Maybe I was following in my mother’s footsteps. She didn’t get her first passport until after she was 40. It wasn’t until my father walked out on her to find himself at the Esalen Institute that she started traveling. She was a school social worker and she had the summers off. So she’d pack up her house at the Jersey shore and rent it out to finance her travels. Her first summer trip was to study theatre in London–she made friends, had a ball, and never looked back. My mom traveled whenever she could, as much as she could–until age finally stopped her.
Once I started traveling, I didn’t want to stop either. Because now I get it. I understand the appeal. And so I keep traveling. I’ve traveled alone, I’ve traveled with my family, I’ve traveled with friends, and with writers eager for a mind-expanding, adventurous creative vacation. I have traveled to teach and to play and to relax and to study.
In all these circumstances, my planning brain, which controls so much of my life, goes on holiday, my habits are interrupted, my awareness expands, and I happily plunge into life outside my comfort zone. I experience delight. Awe. Reverence. Deep resounding happiness. Life coursing through me.
What I love most about travel is that it wakes up a Laura inside me who is adventurous, fun-loving, easy-going, daring, sensual and alive. When I’m in a new place, my senses are on high alert. I am aware of every nuance of sound, delighted by them all whether they are loud, grating, raucous, shrill or enchanting. I see the world differently: I notice juxtapositions and humor and quirkiness everywhere. I people watch. I observe. I notice things I’ve never noticed before and the things I see evoke wonder, compassion, amazement, gratitude. I taste new tastes, break rules I keep at home, exult in joy.
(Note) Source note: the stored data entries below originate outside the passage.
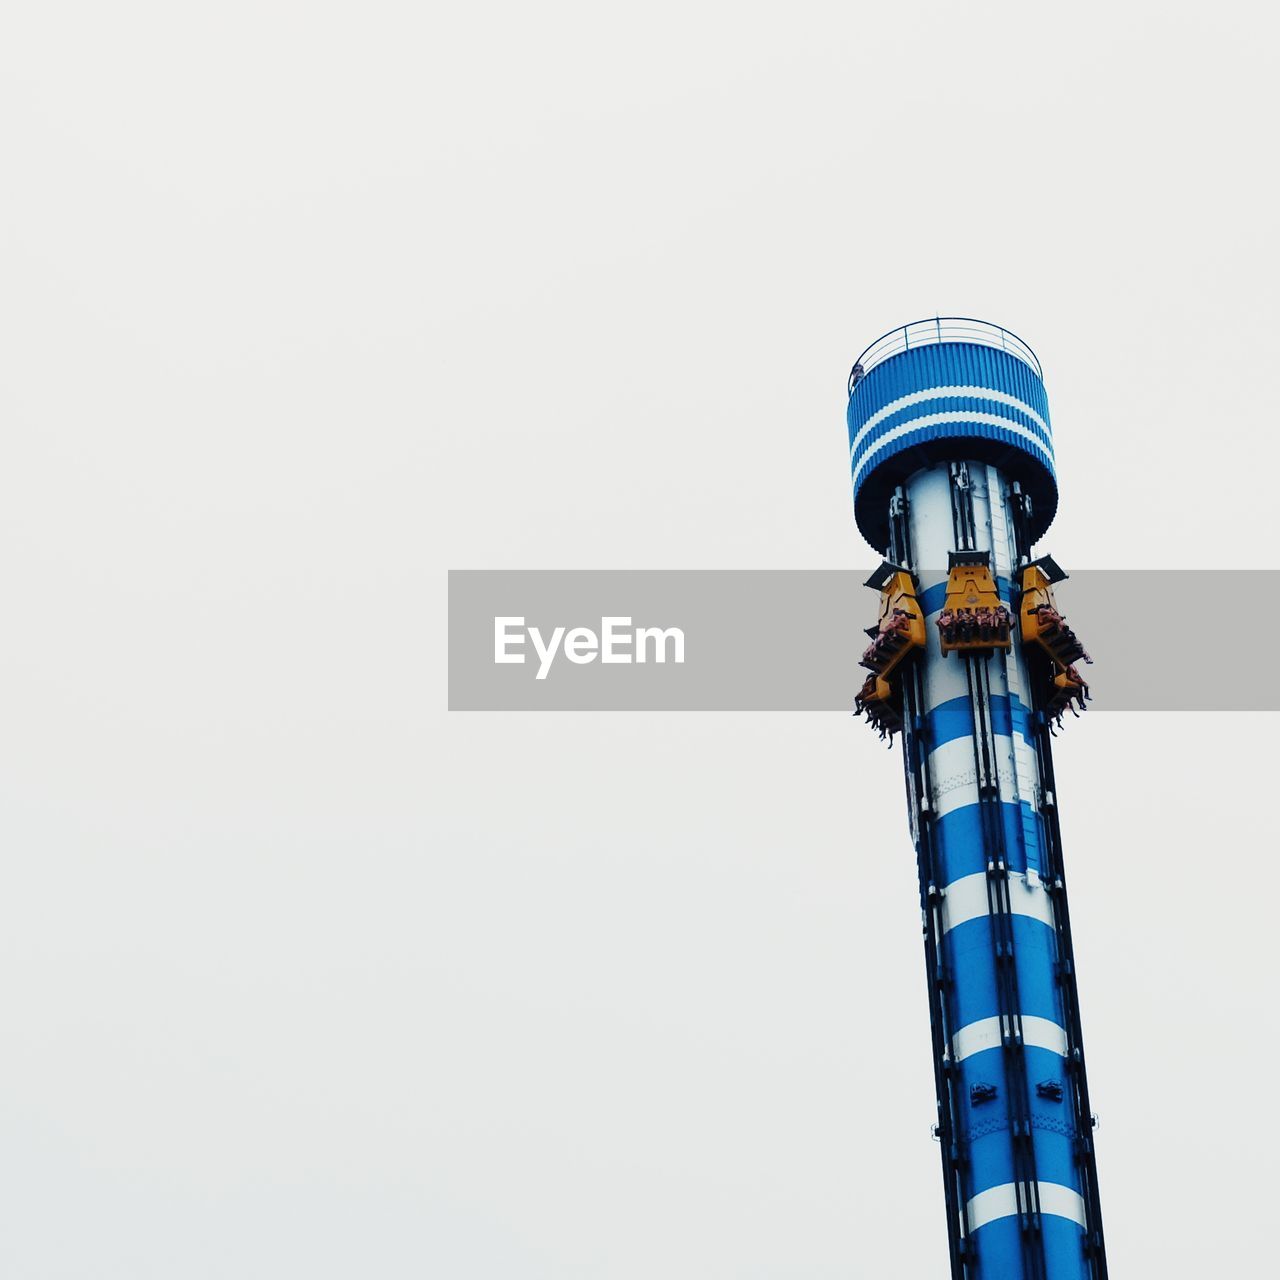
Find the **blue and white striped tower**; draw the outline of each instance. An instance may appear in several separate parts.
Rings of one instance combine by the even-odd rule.
[[[859,357],[848,421],[858,528],[886,571],[913,575],[924,615],[881,723],[904,740],[952,1276],[1105,1280],[1052,668],[1018,628],[1023,575],[1052,565],[1031,546],[1058,496],[1040,365],[994,325],[907,325]],[[1009,647],[944,654],[949,570],[978,562]]]

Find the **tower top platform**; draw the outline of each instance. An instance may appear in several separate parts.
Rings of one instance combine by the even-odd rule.
[[[1031,499],[1029,533],[1058,506],[1040,361],[1010,330],[940,316],[877,338],[849,375],[854,518],[881,553],[896,485],[939,462],[990,463]]]

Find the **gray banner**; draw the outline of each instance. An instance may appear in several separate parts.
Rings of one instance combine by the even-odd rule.
[[[870,572],[451,570],[449,708],[849,711]],[[1091,710],[1280,710],[1280,572],[1086,570],[1056,596]]]

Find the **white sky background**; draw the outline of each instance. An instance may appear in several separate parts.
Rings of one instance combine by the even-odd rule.
[[[845,377],[939,311],[1063,564],[1277,567],[1262,12],[9,16],[6,1277],[943,1273],[897,756],[451,717],[444,571],[870,565]],[[1273,737],[1059,753],[1117,1274],[1269,1256]]]

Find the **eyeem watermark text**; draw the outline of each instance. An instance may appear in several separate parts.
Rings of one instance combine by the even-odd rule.
[[[547,678],[560,653],[579,666],[589,662],[684,662],[684,632],[679,627],[633,627],[630,618],[601,618],[598,632],[590,627],[555,627],[544,637],[537,627],[526,626],[523,618],[494,618],[495,663],[524,662],[526,640],[538,660],[538,680]]]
Travel also brings inevitable moments of discomfort, loneliness, uncertainty, and exhaustion, but for me, these are outweighed by the kaleidoscopic vividness of EVERYTHING I experience when traveling. When I’m somewhere else, my curiosity ignites. My writing brain is engaged. I climb out of my head and into my body. I live more passionately than I do at home.
I like the Laura I become when I travel. She is courageous, adventurous, funny, flexible, fun-loving, introspective, grateful and relaxed.
But I also love coming home. Just a few days ago, I staggered through my front door after my very long trip home from Serbia (and Lebanon before that), thrilled to drop my suitcase, dump my bags, revel in the red wall in the dining room, the familiar green silk curtains with pink poofs at the top in the living room. I loved the hug I got from Karyn, our old calico, Tiger, still shedding on the couch, that typical Santa Cruz temperature that felt so familiar–cooling breeze and warmth of sun. Over the next few days, I rediscovered all of my familiars: MY bathtub, MY bed, MY clothes, the ingredients for MY special morning smoothie and all the foods I wanted during the day, the familiar aisles of my grocery store, the brilliant bursting colors of Karyn’s flower garden. My office. My chair. Our grandchildren. The flowers Karyn planted for me for my birthday last year–in an archway just outside my office–red roses climbing up from one side and white from the other. It was the perfect temperature for walking in jeans, a tank top and a sweatshirt. And there was the ocean again. There were my friends. People who’ve known me for more than thirty years. My books, read and unread. A house I can navigate in the darkness with all its familiar creaks and familiar sounds.
There’s no place like home. I feel so grateful to have this wonderful haven to leave from and come back to–and a whole world beyond to explore.